The Information Commissioner’s Office (ICO) has issued guidance to help wireless (WiFi) operators understand their duties under the Data Protection Act 1998 (DPA) when collecting and using location and other analytics information.

When a device’s WiFi functionality is enabled, it broadcasts ‘probe requests’ to find WiFi networks that are within range. If the device discovers a WiFi network that it recognises (such as the user’s home or work network), the device may attempt to connect with that network.

Each probe request contains an identifier – known as a media access control (MAC) address – that is designed to be unique to each device. The MAC address not only identifies the device but can be used to track its location over time. If the network operator can identify an individual from the MAC address (whether alone or in combination with other information in the operator’s possession), the data constitutes personal data.

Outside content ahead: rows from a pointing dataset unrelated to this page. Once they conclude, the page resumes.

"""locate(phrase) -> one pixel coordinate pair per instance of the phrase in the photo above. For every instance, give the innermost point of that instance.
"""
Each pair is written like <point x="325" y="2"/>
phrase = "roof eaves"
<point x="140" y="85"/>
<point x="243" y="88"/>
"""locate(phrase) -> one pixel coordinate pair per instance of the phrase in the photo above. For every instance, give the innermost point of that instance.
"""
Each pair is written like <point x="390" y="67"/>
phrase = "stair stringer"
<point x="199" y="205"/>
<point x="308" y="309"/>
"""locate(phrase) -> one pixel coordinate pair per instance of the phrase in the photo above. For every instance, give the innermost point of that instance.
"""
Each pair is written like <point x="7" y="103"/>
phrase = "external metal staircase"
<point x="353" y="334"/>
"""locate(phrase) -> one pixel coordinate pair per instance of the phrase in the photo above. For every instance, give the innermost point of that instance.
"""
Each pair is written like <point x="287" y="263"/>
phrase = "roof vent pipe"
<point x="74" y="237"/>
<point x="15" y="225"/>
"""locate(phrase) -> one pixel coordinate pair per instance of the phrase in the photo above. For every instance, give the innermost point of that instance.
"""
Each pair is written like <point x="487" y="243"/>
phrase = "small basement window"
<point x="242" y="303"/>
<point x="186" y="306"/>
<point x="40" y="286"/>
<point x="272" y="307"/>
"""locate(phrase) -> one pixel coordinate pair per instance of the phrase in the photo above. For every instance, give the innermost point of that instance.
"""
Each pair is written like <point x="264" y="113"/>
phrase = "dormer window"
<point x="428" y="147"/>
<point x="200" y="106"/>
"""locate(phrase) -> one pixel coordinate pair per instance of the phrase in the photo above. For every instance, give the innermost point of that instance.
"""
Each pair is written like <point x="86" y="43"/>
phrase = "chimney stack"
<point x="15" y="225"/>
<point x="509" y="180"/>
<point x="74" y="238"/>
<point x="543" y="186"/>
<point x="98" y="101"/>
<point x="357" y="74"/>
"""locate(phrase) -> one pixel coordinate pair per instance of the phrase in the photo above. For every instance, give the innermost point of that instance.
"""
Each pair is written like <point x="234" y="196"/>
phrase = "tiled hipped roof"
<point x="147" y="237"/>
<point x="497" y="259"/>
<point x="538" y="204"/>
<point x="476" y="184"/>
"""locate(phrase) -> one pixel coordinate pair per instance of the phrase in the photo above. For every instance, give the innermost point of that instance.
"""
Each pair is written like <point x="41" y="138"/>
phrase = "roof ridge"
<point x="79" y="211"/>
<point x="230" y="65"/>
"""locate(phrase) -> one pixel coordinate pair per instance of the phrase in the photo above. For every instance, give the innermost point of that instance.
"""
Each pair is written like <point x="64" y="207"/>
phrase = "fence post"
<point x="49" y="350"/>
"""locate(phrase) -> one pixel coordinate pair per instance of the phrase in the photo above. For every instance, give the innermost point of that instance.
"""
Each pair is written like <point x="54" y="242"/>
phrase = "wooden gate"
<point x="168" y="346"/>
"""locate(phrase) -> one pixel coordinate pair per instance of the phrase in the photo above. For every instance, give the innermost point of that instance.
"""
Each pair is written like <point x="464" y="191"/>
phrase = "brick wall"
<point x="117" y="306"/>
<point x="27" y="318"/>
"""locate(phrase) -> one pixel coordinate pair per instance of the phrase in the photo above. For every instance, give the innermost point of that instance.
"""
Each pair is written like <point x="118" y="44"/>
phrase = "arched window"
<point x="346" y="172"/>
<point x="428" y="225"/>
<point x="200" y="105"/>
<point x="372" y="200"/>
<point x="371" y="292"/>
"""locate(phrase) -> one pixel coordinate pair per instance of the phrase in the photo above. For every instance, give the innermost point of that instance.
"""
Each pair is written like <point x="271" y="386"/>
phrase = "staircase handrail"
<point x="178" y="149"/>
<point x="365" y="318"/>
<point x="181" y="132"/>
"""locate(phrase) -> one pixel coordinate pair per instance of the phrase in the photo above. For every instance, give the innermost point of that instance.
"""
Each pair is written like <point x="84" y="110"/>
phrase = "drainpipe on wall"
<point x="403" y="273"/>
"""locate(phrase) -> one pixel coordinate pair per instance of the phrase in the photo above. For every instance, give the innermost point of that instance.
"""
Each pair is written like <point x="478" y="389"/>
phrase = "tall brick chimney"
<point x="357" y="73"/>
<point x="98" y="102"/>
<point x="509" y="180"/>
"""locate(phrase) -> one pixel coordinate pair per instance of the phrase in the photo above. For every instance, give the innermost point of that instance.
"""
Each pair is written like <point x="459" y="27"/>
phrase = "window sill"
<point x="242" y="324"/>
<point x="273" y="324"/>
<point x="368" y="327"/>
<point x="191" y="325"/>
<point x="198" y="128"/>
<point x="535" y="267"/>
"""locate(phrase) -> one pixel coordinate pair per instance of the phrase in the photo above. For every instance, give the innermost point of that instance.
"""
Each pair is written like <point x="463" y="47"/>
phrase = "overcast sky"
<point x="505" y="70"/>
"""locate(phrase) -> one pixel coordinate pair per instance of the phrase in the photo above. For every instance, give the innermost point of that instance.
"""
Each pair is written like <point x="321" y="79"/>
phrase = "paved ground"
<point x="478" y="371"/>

The ICO’s guidance includes the following recommendations:

  • Network operators should conduct a Privacy Impact Assessment (PIA) to identify the privacy risks associated with operating a WiFi network.
  • If WiFi analytics are collected, operators should be transparent about the identity of the data controller, the purposes of the processing, and any third parties with whom the personal data may be shared.
  • Network operators should consider converting MAC addresses into an alternative format that removes any identifiable elements.
  • Individuals should be given ample opportunity to view information about how their personal data may be processed before it occurs (this could involve signage at the entrance to the data collection area, information on the operator’s website and in any sign-up or portal page of the WiFi network.
  • Network operators should consider the location of data collection devices to minimise privacy intrusion.
  • Data retention periods should be clearly defined.
  • Individuals should be given a simple and effective means to control data collection (this could involve the introduction of an appropriate opt-in or opt-out mechanism.)

The guidance is a helpful reminder of the privacy risks that arise in the context of WiFi analytics and the steps that operators can take towards meeting their compliance obligations as well as promoting consumer confidence in their data processing practices.